Natural piety is not an attribute of man which is created artificially. It may be broadened and deepened by the pastor, the priest, or the professor, but it exists in all men to a greater or lesser degree, regardless of training. It is not merely a faculty of the human mind and spirit; it is an appetite of the mind and spirit. It must be satisfied in one way or another, if only by the intoxicating and distorting experience of revivalism or iconoclasm. When we express fear that democracy has grown soft, that its morale has disintegrated, that its unity of thought and action, its esprit de corps are no more, we are speaking again of the malnutrition of natural piety, or the neglect of the human capacity for faith. If we neglect to meet this need, this capacity, through divine revelation supplemented by the highest teachings of the present and past, men will grasp at the first crust that is thrown their way, even though it comes from the hand of a dictator and though they must surrender their liberty to get it.

And so I have come with much labor to my point, which is that the fundamental tenets of faith in democracy and of faith in a merciful God are complementary and supplementary each to the other. Our Anglo-American political philosophy is founded on the religious concept of the soundness of the individual which every form of collectivism must deny. I am convinced, therefore, that our American heritage cannot for long exist without a firmly grounded religious faith, for the very same qualities which religion stresses—self-sacrifice, self-abnegation, willingness to give one's time and effort without hope of material reward, scrupulous regard for the rights of others—are every one essential for the maintenance of representative democracy. As Dorothy Thompson has said, "The conception of man as the child of God—a soul capable of reason, capable of developing and perfecting himself in the image of the ideal—this . . . is the only philosophical justification of democracy."

Our time needs above all else people who feel that they have a rendezvous with life which must be kept; who identify themselves with the hopes and struggles of their fellowmen; who endeavor to live not for self alone but with a helping hand toward all their brothers. About us everywhere today we find the triumph and the sorrow that come through the contrary teaching that men are the products of economic or biological determinism, and that the forces that have made them can as easily destroy them. This is a philosophy most congenial to dictators. It flourishes not only where men are regarded merely as fodder for future wars or as cogs in atotalitarian machine, but also everywhere that men exploit other men for their own advantage. The world will not be fit for human habitation until it has become as a "city which hath foundations, whose builder and maker is God," or, if you prefer less mystic language, until its people have developed those inner qualities of mind and spirit that produce great living.

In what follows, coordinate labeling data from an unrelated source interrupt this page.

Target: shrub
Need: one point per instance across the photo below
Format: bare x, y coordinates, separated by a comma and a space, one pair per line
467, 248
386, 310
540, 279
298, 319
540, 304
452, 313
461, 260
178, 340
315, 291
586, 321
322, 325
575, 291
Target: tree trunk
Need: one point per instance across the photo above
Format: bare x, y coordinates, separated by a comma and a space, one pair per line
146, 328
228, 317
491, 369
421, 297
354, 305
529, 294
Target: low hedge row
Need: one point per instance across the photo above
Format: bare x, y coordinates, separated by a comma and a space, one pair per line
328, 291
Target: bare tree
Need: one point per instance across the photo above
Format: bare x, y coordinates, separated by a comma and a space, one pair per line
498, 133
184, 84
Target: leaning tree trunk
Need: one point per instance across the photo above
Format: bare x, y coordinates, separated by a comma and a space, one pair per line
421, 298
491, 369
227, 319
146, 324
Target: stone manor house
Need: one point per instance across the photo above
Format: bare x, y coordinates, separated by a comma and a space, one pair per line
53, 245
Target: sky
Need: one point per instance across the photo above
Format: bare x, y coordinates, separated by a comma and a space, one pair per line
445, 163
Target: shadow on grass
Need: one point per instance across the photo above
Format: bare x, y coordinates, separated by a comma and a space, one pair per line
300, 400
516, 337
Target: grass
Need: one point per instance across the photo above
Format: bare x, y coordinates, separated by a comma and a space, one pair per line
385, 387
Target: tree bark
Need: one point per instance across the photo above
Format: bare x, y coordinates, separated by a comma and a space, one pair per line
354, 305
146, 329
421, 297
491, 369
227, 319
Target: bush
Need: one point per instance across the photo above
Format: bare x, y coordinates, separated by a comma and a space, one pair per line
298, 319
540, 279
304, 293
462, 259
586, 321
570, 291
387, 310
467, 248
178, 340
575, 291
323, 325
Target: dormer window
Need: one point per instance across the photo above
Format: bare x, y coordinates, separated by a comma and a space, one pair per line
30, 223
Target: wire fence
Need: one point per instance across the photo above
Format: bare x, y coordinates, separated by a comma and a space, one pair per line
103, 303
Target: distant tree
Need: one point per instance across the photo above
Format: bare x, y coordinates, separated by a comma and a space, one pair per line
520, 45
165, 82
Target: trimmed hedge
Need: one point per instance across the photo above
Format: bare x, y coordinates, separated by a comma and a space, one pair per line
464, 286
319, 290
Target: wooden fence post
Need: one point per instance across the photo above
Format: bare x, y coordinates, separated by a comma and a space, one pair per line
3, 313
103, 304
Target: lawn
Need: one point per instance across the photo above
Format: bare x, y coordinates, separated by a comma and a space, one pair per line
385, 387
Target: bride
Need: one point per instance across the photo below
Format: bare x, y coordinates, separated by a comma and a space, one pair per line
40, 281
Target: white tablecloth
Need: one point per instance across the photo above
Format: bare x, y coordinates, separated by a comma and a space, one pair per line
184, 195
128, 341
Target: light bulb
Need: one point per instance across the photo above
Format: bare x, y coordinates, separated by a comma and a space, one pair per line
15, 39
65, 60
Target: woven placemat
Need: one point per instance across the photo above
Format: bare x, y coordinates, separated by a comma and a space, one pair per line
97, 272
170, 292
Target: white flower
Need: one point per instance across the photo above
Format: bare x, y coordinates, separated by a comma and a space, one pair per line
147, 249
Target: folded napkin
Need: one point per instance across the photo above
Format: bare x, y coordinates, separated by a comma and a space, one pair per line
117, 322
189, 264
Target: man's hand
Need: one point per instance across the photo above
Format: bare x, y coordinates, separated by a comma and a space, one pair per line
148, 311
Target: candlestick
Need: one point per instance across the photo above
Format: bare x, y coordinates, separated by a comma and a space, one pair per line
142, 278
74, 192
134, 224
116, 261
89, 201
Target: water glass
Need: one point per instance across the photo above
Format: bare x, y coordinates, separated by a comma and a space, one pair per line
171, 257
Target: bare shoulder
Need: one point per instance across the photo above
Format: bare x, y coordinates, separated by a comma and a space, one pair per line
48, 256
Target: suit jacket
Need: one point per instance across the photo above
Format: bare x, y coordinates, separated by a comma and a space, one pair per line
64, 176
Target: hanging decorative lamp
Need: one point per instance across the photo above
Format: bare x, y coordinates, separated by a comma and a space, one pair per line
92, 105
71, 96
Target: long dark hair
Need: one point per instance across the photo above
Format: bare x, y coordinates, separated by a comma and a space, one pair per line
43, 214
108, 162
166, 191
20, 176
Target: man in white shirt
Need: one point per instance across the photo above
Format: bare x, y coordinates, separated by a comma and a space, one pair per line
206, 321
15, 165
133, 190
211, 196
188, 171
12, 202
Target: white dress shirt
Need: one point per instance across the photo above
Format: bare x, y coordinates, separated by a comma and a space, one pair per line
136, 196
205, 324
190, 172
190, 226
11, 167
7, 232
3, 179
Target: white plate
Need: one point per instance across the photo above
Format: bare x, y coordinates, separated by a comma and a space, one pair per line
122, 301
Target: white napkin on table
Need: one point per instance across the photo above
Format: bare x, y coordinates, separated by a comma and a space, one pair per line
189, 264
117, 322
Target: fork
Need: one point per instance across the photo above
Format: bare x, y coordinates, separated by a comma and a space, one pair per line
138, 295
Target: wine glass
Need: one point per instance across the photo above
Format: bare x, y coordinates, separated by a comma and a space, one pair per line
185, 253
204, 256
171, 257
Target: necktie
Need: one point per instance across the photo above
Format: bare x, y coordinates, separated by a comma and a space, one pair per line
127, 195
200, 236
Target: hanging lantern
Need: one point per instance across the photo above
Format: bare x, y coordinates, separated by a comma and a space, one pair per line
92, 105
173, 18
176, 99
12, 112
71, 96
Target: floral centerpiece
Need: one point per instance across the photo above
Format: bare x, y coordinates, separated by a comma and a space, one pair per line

As William James said: "For my part, I do not know what the sweat and blood and tragedy of this life mean, if they mean anything short of this. If this life be not a real fight, in which something is eternally gained for the universe by success, it is no better than a game of private theatricals from which one may withdraw at will. But it feels like a real fight,—as if there were something really wild in the universe which we, with all our idealities and faithfulness, are needed to redeem; and first of all to redeem our own hearts from atheism and fears."